Locke – Recensione
Un one man show film, questo è Locke, pellicola del regista Steven Knight, che ha affidato all’attore Tom Hardy l’intera pellicola.
Ivan Locke (Tom Hardy) è un costruttore famoso, di lui non si sa nulla se non questo, lo si vede salire in un’automobile super accessoriata dopo una dura giornata di lavoro, diretto a Londra per assistere alla nascita di sua figlia. Durante il percorso in autostrada riceverà alcune telefonate che nel giro di 80 minuti gli cambieranno la vita.
Pellicola che segue cronologicamente il tragitto della macchina che guida il protagonista fino alla meta, “Locke” è stato presentato a Venezia Fuori Concorso e rappresenta una grande sfida sia dal punto di vista della sceneggiatura che di quello registico ed attoriale.
Tom Hardy è l’unico attore presente fisicamente, delle inquadrature fisse frontali lo mostrano agli occhi dello spettatore, catapultandone l’attenzione proprio sulla sua espressività e la capacità di mantenere per tutto il percorso in auto, una pazienza e un autocontrollo mai visto prima, perché per coloro che conoscono già da tempo l’attore, sapranno benissimo come i ruoli scelti da lui siano stati sempre quelli di villain o di uomo dalla forte prestanza fisica.
Granitico o meglio duro come il calcestruzzo e il cemento di cui si parla tanto nel film, Tom Hardy si scioglie pian piano, intervellando il suo self control ad attimi di ira, subito seguiti dal ricomporsi della maschera di uomo responsabile, nonostante i numerosi problemi sorti in famiglia: Locke è una roccia, che pian piano si sgretola, dimostrando tutt’altro che un cuore di pietra.
Questa solamente una delle qualità che rendono il film un grande film, nonostante la sua semplicità.

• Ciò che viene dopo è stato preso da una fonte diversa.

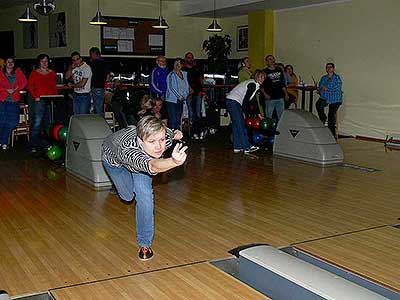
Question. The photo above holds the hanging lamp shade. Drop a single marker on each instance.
(27, 16)
(161, 23)
(214, 27)
(44, 7)
(98, 19)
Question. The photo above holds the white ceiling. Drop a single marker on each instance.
(225, 8)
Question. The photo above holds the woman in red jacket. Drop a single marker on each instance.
(42, 81)
(12, 81)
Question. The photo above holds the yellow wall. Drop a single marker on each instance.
(261, 37)
(184, 33)
(361, 38)
(8, 21)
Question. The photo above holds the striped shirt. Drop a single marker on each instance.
(121, 149)
(334, 92)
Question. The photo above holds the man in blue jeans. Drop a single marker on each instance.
(81, 74)
(100, 72)
(273, 89)
(131, 157)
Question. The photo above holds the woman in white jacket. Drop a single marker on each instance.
(177, 92)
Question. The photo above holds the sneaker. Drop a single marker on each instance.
(251, 149)
(145, 253)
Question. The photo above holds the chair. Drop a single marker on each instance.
(23, 125)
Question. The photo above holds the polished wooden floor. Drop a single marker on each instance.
(56, 233)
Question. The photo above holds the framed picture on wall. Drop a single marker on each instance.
(57, 30)
(30, 38)
(242, 38)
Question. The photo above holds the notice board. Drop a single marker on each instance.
(131, 36)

Non è putroppo facile poter criticare la pellicola senza svelare qualche particolare importante e proprio per non rivelare il benché minimo dettaglio basta sapere che “Locke” di per sé trova il suo punto di forza proprio sul mistero e sullo scoprire a poco a poco, il presente e il passato del protagonista.

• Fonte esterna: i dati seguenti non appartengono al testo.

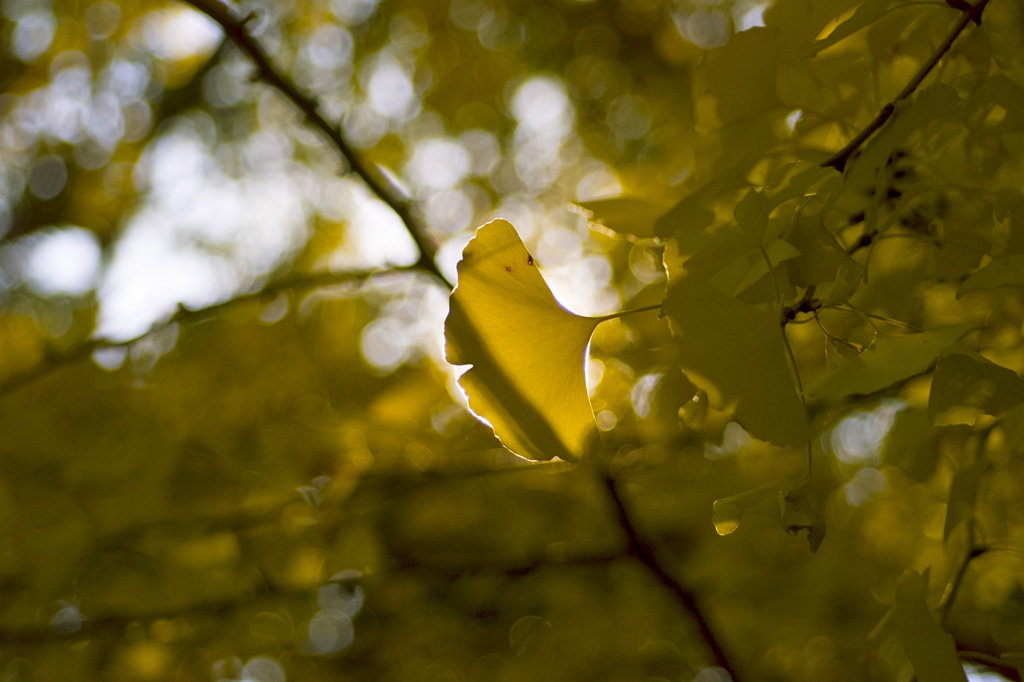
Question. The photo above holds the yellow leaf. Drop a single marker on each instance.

La teoria che sta dietro al film, storia abbastanza comune di un impresario edile dedito più al lavoro che alla famiglia, apre numerosi dibattiti e punti di domanda, che sembrano avere a che fare con il Locke famoso filosofo. È più giusto mettere al primo posto la carriera o il lavoro? Si può perdere in pochi minuti tutto ciò che c’è di più importante nella propria vita? Quest’ultima può essere vista come una metafora del tragitto stesso compiuto dal protagonista?
Per ricevere delle risposte a tutte queste domande non rimane che vedere personalmente il film, che senza suggerire molto, può essere semplicemente descritto come una pellicola originale, con un brillante attore che interagendo con i colleghi in modo altrettanto unico, è riuscito a mantenere in perfetto equilibrio il ritmo del film, dall’inizio alla fine.